The State of Alaska is planning to auction off the subsurface rights to oil and gas activities on 4.2 million acres of private and public land in Cook Inlet Areawide Sale 85. The sale covers just about everything in the Cook Inlet Basin from the Kachemak Bay watershed to the Mat-Su Valley, including the cities of Anchorage, Kenai, and Wasilla, the Kenai, Susitna, and Yentna Rivers, Potter’s Marsh, Cook Inlet, Turnagain and Knik Arms.

Alaska’s Constitution requires the Commissioner of Natural Resources to make a determination that it is in the state’s best interest to sell resources before state oil and gas leases (or timber or mineral deposits) can be sold. State law grants broad discretionary authority to the Commissioner regarding what information is considered (or not considered) when a best interest finding is made.
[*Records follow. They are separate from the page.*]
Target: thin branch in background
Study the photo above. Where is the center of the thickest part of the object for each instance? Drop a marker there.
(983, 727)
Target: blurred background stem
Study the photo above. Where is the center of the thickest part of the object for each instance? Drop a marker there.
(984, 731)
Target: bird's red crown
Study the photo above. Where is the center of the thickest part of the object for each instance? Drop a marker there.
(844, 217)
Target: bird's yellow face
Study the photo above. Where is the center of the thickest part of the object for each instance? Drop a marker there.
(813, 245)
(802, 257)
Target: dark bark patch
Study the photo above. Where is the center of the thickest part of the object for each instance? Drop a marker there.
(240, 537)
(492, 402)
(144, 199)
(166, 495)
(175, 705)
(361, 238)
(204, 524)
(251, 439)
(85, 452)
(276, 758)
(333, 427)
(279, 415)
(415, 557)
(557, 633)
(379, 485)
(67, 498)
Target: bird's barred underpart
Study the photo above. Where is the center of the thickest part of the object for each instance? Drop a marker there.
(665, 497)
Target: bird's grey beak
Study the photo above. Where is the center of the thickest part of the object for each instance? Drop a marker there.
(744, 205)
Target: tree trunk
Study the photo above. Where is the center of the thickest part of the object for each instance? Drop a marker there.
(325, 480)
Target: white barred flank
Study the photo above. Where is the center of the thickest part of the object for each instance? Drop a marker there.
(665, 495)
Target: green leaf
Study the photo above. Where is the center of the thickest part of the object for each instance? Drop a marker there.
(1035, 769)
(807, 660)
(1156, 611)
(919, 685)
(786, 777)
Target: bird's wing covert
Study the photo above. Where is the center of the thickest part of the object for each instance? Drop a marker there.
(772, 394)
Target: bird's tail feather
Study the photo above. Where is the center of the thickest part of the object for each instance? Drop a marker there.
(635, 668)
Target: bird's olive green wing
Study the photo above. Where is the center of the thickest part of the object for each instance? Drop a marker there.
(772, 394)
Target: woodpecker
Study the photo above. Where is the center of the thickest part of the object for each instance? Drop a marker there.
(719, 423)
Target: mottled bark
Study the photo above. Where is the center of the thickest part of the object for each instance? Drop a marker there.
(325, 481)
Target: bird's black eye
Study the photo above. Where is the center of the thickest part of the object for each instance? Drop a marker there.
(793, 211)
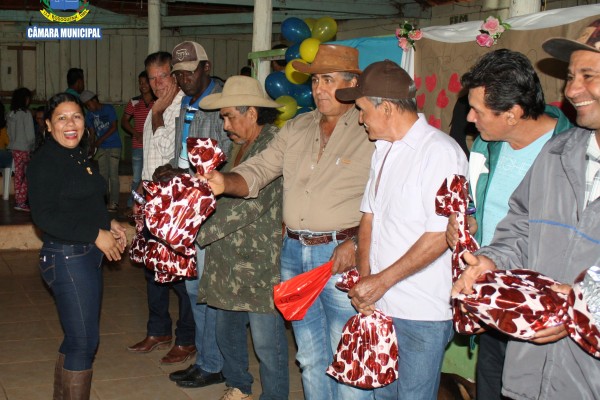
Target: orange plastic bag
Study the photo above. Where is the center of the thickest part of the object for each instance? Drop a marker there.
(295, 296)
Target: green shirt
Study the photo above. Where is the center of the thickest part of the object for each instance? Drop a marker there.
(242, 241)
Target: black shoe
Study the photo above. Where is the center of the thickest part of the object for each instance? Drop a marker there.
(199, 378)
(182, 373)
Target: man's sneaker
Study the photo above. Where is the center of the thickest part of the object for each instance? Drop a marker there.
(235, 394)
(22, 207)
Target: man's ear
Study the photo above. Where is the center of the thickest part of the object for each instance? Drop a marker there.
(514, 114)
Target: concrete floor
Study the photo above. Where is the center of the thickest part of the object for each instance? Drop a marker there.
(30, 334)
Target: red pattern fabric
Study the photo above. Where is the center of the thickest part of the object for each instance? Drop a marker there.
(453, 197)
(21, 159)
(174, 212)
(367, 355)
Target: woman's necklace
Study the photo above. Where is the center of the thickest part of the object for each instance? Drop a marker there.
(84, 163)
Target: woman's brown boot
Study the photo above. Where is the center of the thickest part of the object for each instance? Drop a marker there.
(76, 384)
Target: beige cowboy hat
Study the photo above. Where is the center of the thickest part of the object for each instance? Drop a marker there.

In the case of oil and gas lease sales, not only does the best interest finding describe the Commissioner’s decision regarding what leases will be sold, it also includes mitigation measures by which lease buyers must abide in developing the tracts they purchase.

The oil industry has often complained that the BIF process is time-consuming and arbitrary. Consequently, two years ago, the Alaska Legislature passed a bill which allows the Commissioner to develop BIFs for the entire oil basins of the two regions in Alaska where oil and gas deposits are currently known to exist: Cook Inlet and the North Slope, including the Beaufort Sea. These “areawide” BIFs will stand for ten years with virtually no additional environmental review. During these ten year periods, the state will annually offer all unleased acreage within these areas for oil and gas leases.

Private property owners should be aware that if their land is within the Cook Inlet Basin, it is probably on the Sale 85 map. Because most private property owners do not own their subsurface mineral rights, the oil industry may buy leases from the state and drill on private land for the oil beneath, although it must compensate the surface owner for resulting damages.

Stacey Marz, Trustees’ Cook Inlet Issues Coordinator stated, “Trustees is concerned that by offering the entire Cook Inlet Basin for oil and gas activities, the state is giving the oil industry priority over other sustainable economic activities such as fishing, tourism, and wilderness-based recreation.”

In the wake of the controversy over Lease Sale 85A, which was held last December and included the lower Kenai river, Trustees and other groups were able to convince Governor Knowles to involve the public in negotiating the terms of the BIF for the Cook Inlet Areawide Sale 85. This month, the DNR will convene a stakeholders group to negotiate the terms o f the BIF for Sale 85. Trustees has been invited to participate in the negotiations, set to begin the third week of September. The negotiations will include a discussion of which lands within the sale area will be off limits to oil and gas development, as well as what mitigation measures will be required for development of oil and gas leases sold.

As a result of the Governor agreeing to negotiate the finding for Cook Inlet, the public will have a greater opportunity to discuss how to protect the region’s exceptional resources, existing economies, and subsistence ways of life in the context of state actions to expand oil and gas development. “We are cautiously optimistic that a negotiated best interest finding for Cook Inlet oil and gas development will give us a better outcome than if the BIF were left solely to the Commissioner’s discretion,” added Ann Rothe, Trustees’ Executive Director.